Anos II (3 dias depois)

Pensei que chegar aqui fosse mais difícil, há tempos que consumo o espírito desejando que esta data tardasse a chegar. Imaginava o calendário a saltar o dia, sem traços que marcassem uma chegada indesejada. Não por ingratidão, mas porque há números que marcam, que nos fazem pensar, que nos fazem crer que tudo mudou. A outra escala foi o que se passou aos 18. Mas esta vez avizinhava-se mais dura, e foi, sendo que apesar de tudo foi muito melhor do que o esperado.
Sabemos que números nada dizem, que a idade, a verdadeira idade, permanece encerrada no espírito. Ainda assim custa, custa mudar de dezena, custa passar a um clube do qual não nos sentimos membros. A sensação é a de entrar numa festa sem ter sido convidado, sentimo-nos desconfortáveis, fora do "habitat".
Irrita-me saber que alguns disparates que faço, e espero continuar a fazer, sejam agora apontados como de outras idades, irrita-me que as roupas que visto sejam censuradas por questões etárias. No fundo é isto que custa porque a minha postura será exactamente a mesma.
Um problema supera os anteriores, o tempo jovem que sentimos não ter vivido, as coisas que queríamos ter feito, a sensação do tempo nos fugir das mãos como água. A vontade de voltar atrás, não para mudar as coisas, mas sim para as viver ainda mais, e ir mais além.
A idade não nos faz sentir velhos, mas há coisas que o fazem e muito. Já não falo da capacidade para aguentar um jogo de futebol ou outro exercício físico. Falo da constatação de haver depois de nós uma outra geração, ou mesmo outras. Gente que não vibrou com o "Verano Azul" assobiando em grupo a sua canção; que não esperava ansiosa pelos desenhos animados que o Vasco Granja nos trazia, chorando quando eles eram Checos ou Polacos; que o primeiro computador que teve não foi, seguramente, o Spectrum 48K, do qual nem sabe a existência; que liga Sá Carneiro só e apenas a Camarate; que não sabe que a Lois foi objecto de desejo há alguns anos e que os All Stars não são uma criação moderna.

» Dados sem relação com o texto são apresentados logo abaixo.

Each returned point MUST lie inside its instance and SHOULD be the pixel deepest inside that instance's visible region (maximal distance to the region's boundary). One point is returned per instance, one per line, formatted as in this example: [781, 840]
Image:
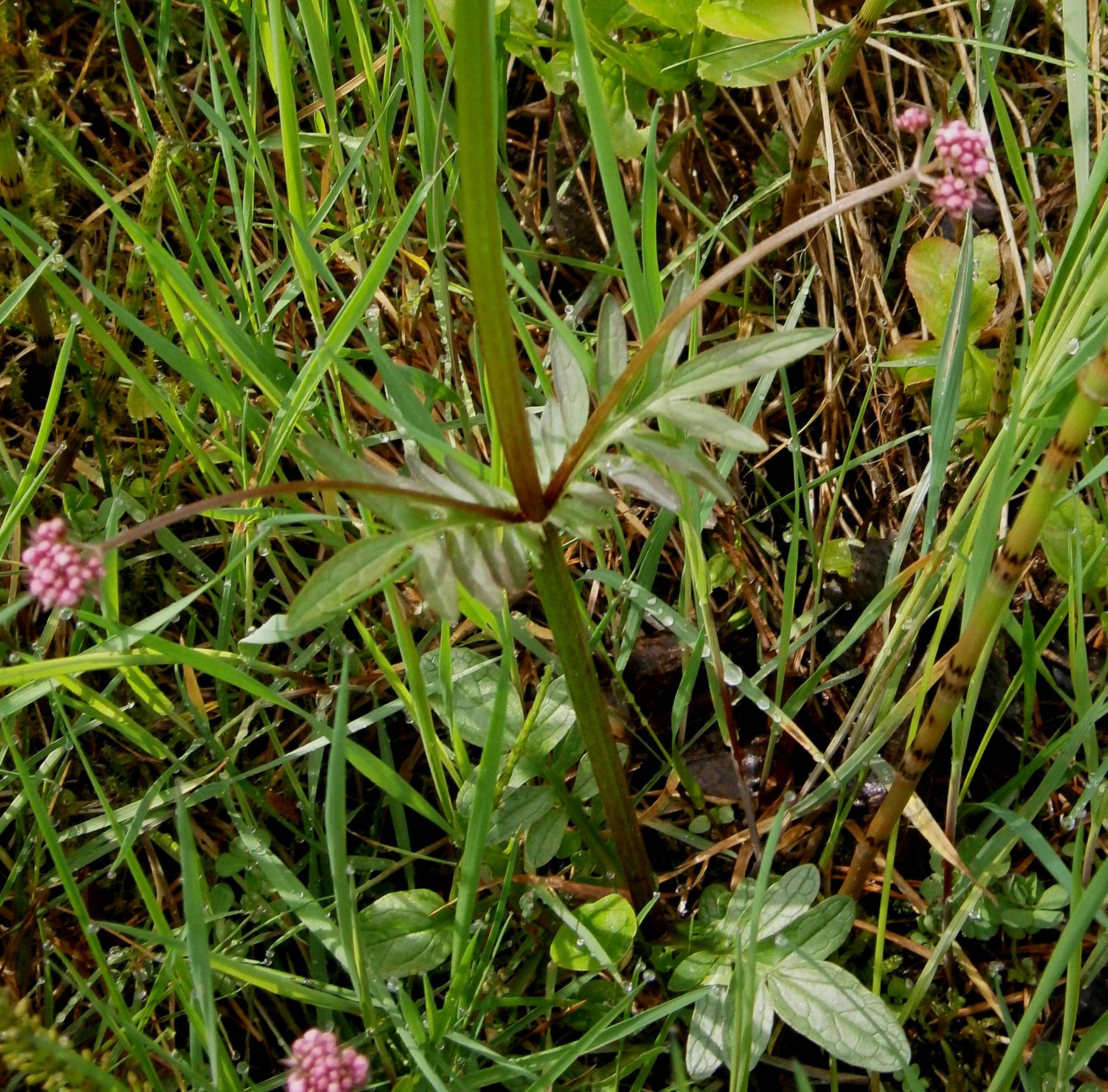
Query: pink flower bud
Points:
[913, 120]
[954, 195]
[320, 1065]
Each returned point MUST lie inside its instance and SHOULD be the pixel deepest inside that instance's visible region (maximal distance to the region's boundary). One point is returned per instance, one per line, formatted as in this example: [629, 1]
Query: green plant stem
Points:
[987, 612]
[563, 616]
[150, 216]
[14, 192]
[477, 162]
[859, 30]
[477, 203]
[1002, 384]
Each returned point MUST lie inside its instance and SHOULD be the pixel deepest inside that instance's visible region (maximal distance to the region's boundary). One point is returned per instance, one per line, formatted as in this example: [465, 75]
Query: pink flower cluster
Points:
[59, 574]
[965, 153]
[320, 1065]
[953, 194]
[963, 150]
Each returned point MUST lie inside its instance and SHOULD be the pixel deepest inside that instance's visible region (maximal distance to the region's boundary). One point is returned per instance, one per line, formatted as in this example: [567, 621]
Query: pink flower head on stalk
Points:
[59, 573]
[954, 194]
[913, 120]
[320, 1065]
[963, 150]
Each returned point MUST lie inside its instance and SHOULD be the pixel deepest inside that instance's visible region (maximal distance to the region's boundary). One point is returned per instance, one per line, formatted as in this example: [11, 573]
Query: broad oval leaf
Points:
[739, 62]
[611, 921]
[786, 901]
[817, 934]
[706, 1048]
[932, 269]
[681, 15]
[343, 581]
[695, 968]
[835, 1011]
[760, 20]
[407, 933]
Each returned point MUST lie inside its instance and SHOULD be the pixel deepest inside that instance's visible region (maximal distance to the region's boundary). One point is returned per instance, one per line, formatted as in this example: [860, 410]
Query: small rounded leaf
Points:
[611, 922]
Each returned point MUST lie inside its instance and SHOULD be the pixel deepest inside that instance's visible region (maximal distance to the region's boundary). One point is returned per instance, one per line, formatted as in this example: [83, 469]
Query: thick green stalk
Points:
[14, 192]
[1002, 384]
[477, 162]
[563, 616]
[477, 202]
[859, 30]
[979, 636]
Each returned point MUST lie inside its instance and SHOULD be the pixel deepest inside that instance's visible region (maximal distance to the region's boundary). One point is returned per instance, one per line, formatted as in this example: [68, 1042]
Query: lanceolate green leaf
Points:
[710, 422]
[829, 1006]
[342, 581]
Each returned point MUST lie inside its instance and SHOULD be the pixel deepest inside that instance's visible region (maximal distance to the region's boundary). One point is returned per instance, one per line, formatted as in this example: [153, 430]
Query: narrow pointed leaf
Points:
[710, 422]
[611, 345]
[344, 580]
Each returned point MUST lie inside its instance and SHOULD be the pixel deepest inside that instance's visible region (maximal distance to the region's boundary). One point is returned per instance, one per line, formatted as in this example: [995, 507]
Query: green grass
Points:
[213, 837]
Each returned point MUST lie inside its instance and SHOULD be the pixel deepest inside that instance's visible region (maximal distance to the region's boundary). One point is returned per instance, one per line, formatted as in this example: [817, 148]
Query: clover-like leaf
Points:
[785, 902]
[931, 271]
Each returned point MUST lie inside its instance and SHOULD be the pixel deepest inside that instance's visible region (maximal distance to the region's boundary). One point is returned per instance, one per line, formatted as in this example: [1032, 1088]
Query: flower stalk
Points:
[859, 30]
[477, 160]
[478, 205]
[978, 638]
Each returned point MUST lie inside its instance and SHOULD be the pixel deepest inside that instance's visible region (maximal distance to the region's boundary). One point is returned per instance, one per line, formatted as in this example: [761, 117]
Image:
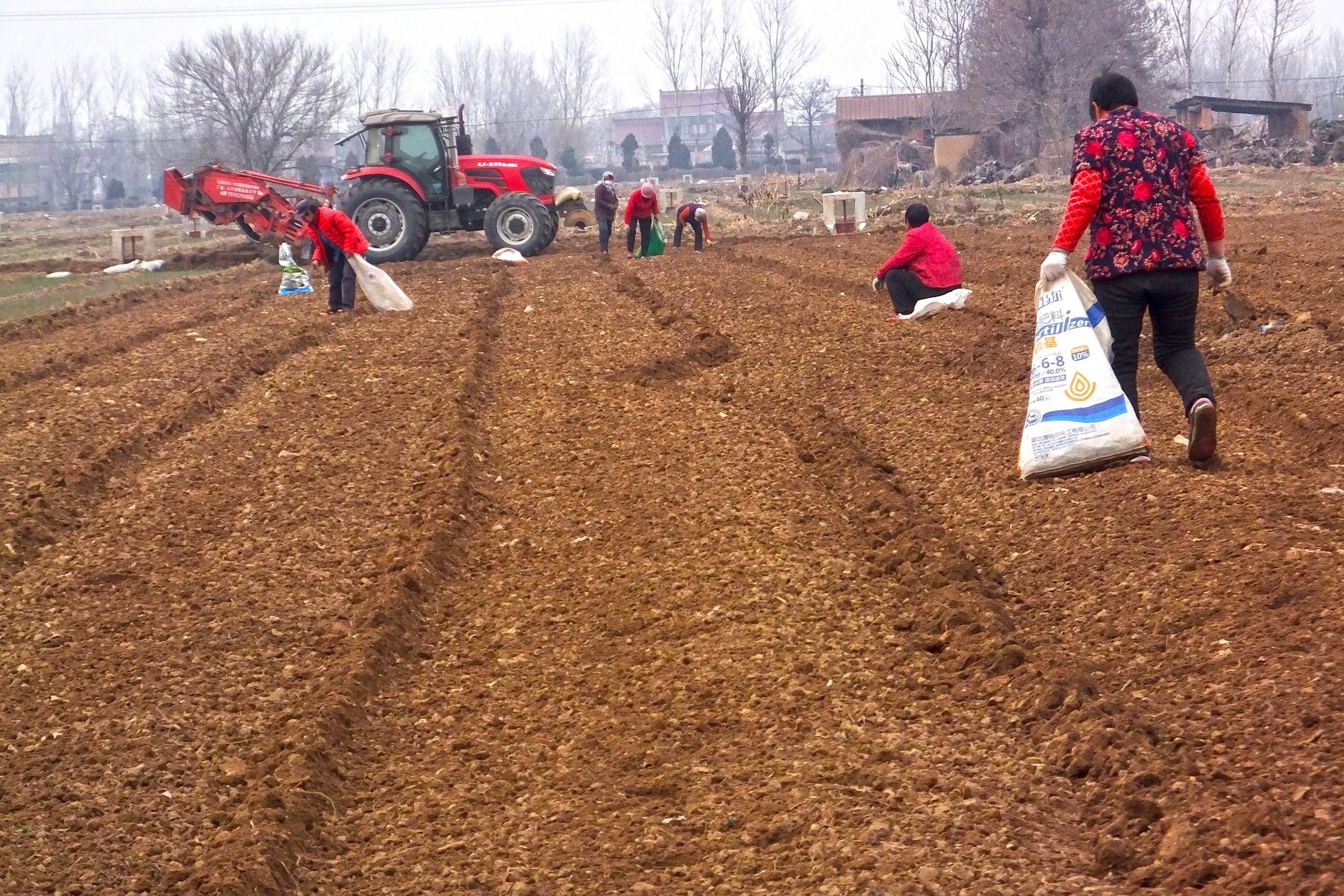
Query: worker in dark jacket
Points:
[335, 237]
[1136, 178]
[642, 210]
[925, 266]
[605, 203]
[698, 218]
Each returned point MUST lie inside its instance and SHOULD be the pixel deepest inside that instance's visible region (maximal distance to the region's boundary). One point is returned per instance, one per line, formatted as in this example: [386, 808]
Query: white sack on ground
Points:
[930, 307]
[380, 288]
[1077, 417]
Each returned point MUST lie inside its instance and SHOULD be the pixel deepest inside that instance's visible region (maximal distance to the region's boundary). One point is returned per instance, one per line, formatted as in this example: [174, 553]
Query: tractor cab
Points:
[419, 176]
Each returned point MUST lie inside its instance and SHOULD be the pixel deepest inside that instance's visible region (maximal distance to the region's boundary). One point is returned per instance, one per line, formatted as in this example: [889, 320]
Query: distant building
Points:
[25, 178]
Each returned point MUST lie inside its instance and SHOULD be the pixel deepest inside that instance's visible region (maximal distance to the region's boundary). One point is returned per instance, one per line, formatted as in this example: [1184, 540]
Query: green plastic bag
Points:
[658, 241]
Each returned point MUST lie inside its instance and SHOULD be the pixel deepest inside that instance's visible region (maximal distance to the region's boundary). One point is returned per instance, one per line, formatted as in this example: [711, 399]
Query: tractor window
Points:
[417, 151]
[376, 145]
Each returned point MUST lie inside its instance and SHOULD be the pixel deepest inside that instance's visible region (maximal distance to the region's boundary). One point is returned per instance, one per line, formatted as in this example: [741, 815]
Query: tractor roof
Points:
[398, 117]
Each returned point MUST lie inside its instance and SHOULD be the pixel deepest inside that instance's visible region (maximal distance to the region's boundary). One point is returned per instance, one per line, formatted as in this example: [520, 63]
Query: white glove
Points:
[1220, 274]
[1054, 266]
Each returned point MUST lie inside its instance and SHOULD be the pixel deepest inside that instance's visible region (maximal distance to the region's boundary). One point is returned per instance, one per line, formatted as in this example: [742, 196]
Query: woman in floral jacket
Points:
[1136, 176]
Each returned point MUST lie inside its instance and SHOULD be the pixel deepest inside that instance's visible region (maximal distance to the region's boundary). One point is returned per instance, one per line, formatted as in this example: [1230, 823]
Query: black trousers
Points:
[906, 289]
[341, 280]
[699, 234]
[1171, 300]
[646, 233]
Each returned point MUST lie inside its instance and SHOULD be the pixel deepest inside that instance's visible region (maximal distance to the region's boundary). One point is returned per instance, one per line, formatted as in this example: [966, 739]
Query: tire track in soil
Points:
[45, 511]
[304, 762]
[858, 790]
[1105, 739]
[85, 356]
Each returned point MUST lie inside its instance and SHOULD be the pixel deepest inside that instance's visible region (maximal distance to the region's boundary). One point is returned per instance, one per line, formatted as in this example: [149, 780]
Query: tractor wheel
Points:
[392, 217]
[519, 221]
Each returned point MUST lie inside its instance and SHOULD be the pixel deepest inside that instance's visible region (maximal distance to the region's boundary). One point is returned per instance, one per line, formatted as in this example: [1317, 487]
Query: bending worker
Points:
[698, 218]
[642, 210]
[925, 266]
[334, 235]
[604, 205]
[1136, 175]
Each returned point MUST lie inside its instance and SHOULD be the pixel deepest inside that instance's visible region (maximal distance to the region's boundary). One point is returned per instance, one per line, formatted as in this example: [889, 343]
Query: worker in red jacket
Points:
[642, 210]
[334, 235]
[926, 265]
[1136, 175]
[695, 217]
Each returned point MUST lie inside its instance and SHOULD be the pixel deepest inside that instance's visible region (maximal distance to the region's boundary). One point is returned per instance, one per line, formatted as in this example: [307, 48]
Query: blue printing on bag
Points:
[1108, 410]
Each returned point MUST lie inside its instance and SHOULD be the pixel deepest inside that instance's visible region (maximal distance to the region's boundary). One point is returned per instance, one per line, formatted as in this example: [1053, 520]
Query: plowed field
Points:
[689, 576]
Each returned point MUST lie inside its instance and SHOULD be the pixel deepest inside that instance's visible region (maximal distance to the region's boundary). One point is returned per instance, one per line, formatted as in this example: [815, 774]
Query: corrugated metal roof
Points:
[893, 105]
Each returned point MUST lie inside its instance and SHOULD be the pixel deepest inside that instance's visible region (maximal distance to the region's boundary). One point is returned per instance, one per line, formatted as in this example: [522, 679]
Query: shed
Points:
[1285, 119]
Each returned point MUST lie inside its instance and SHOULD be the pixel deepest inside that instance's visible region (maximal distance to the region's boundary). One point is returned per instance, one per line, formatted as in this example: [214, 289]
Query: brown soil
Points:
[686, 576]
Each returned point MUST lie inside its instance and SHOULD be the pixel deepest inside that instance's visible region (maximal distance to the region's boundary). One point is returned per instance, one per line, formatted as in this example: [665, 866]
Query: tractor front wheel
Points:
[519, 221]
[392, 217]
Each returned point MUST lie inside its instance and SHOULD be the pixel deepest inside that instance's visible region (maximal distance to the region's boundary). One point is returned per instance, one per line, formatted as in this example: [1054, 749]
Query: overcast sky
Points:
[854, 34]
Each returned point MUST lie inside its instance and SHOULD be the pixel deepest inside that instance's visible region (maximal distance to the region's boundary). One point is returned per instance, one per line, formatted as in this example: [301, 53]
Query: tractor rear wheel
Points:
[519, 221]
[392, 217]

Esta sensação de A Geração já não ser a nossa leva-nos a pensar que o mundo nos está a passar ao lado, e dou por mim a ter vontade de dizer o que sempre odiei ouvir: "no meu tempo é que era". Espero não o fazer, acho que não o vou fazer, afinal a resignação é uma virtude e eu vou tentando, com dificuldade, ser minimamente virtuoso.